Based on the comics by Mark Millar, the story is one of an ordinary comic-book-loving kid named Dave Lizewski who gets sick of people ignoring all of the crap in the world and resolves to emulate his heroes and become a masked vigilante. Needless to say he ends up hospitalised, criminals don’t take too kindly to people messing with them, but it was a fun idea.
Mixing wry realism with all the excesses of comic book violence, Millar’s creation is a masterpiece of ironic violence to rival anything produced by Tarantino. It’s conversion to film, though unnecessarily muting the glorious explosions of gore splattered across Millar’s pages, faithfully reproduces all of the deadpan hilarity Millar had to offer
The story of Dave Lizewski, and his alter-ego Kick-Ass, is not just the story of an ordinary teenager whose gutsy battle with some thugs becomes a YouTube hit, it is intertwined with a bona fide comic narrative provided by the funniest characters of the year by a mile: Big Daddy and Hit Girl. This duo are comic incongruity at it’s most brilliant.
Nick Cage brings a dead-pan wit and a perfect parody of Bale’s Batman to the role of Big Daddy, a cop whose false imprisonment has led him to seek revenge on the gangster who initiated his incarceration. Meanwhile Chloe Moretz (who excelled in “500 Days of Summer”) is a revelation as his 10-year-old daughter who has been trained into bad-ass killing machine in order to help bring down the evil mobster who destroyed her family.
The pair bounce maniacally between a twee father-daughter combo and the most dangerous duo ever to pull on a freaky costume.

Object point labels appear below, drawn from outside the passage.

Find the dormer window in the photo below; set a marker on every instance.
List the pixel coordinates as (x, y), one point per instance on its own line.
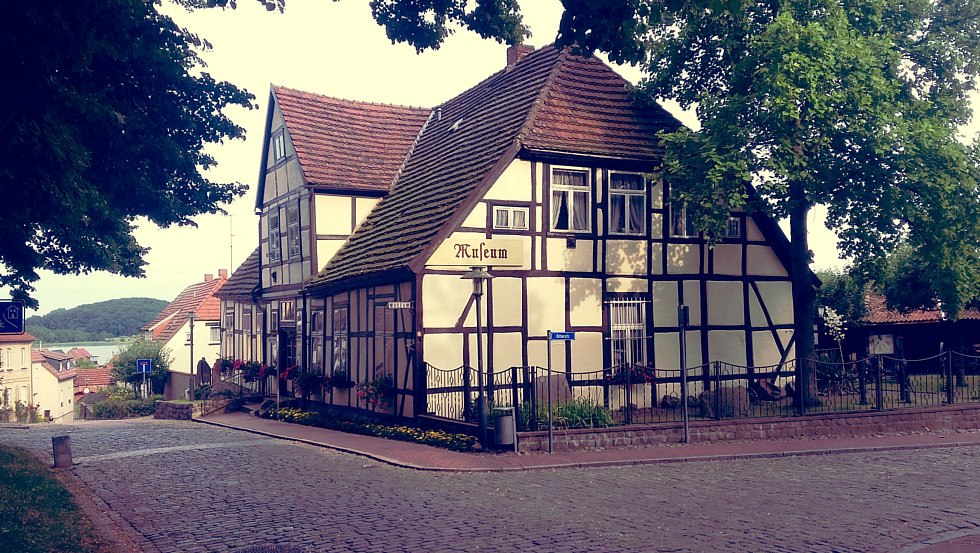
(510, 218)
(627, 204)
(571, 201)
(279, 146)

The comedic element is supplemented by the presence of Christopher Mintz-Plasse who plays the son of the mobster being targetted by Big Daddy. As much of a comic fan as Dave, this character has a big part to play in the events that all of the characters soon become sucked into.

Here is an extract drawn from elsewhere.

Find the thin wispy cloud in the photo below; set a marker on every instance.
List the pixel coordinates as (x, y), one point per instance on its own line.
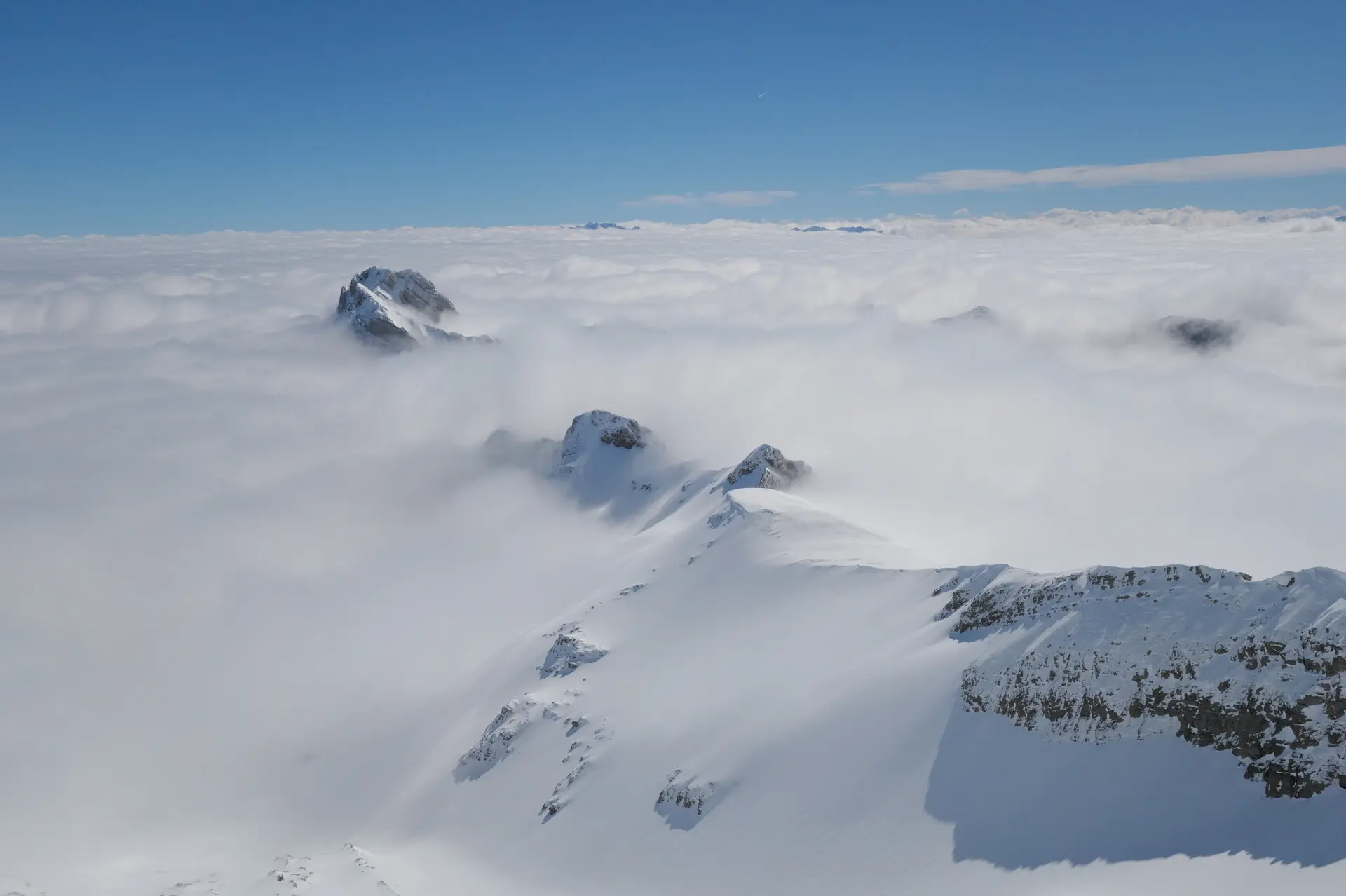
(1279, 163)
(731, 199)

As a fan of the comics, I have a few problems with their transition to the big screen. One is that there’s not enough blood. It’s violent, yes, but it just lacks the excesses imbued into every page of Millar’s work. Explosions of limbs, gore and fluids splatter forth in the battles waged by these masked manmen, and the horrific consequences that await those who are in too deep are all too clear.

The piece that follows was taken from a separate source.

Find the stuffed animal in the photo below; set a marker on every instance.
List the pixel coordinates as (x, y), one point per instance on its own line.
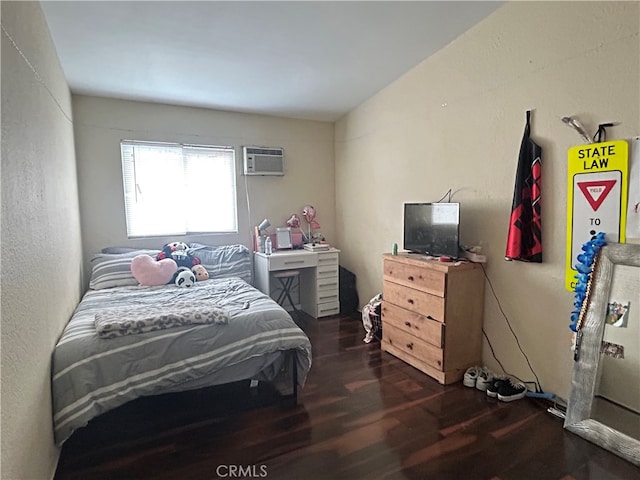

In the movie, a stabbing barely results in much bleeding and a pistol-whipping gives a man a mere graze. Not good enough! What’s more, Dave is meant to be an ordinary guy. He’s nothing special, but ABSOLUTELY NOT an archetypal ‘geek’. The film shoves him dangerously close to this territory and it’s not just unnecessary but actually pretty annoying. What’s more, it makes the character far less interesting and forces the focus more and more onto the awesomeness of Big Daddy.
Which brings me to my next point. These gripes are pretty minor in the grand scheme of things, this is an awesome film. The dialogue is full of classic witticisms, wry observations and amusing absurdisms. The biggest kudos go to Cage and Moretz, but Aaron Johnson has plenty of great moments and Christopher Mintz-Plasse easily matches his comedic peak as McLovin’. The soundtrack is also superb, punctuating the action with as much wit as the incisive lines of the best characters.
The biggest success of the film is that is succeeds where so many have failed: it creates a loving parody of the comic book. All of the conventions are at once lampooned and lovingly revelled in: the twists and turns of the vengeance narrative, the orgiastic violence (however much it is tempered by nervous producers) and the playful jabs at the idiosyncracies of the people mad enough to take on the scum of the world. All of these things are played on with wit and with love, with superb results.
It’s funny, it’s clever, and it’s exciting. “Kick-Ass” is easily one of the best films of the year so far.
“Kick-Ass” opens on Friday in the U.K. & April 16th in the U.S.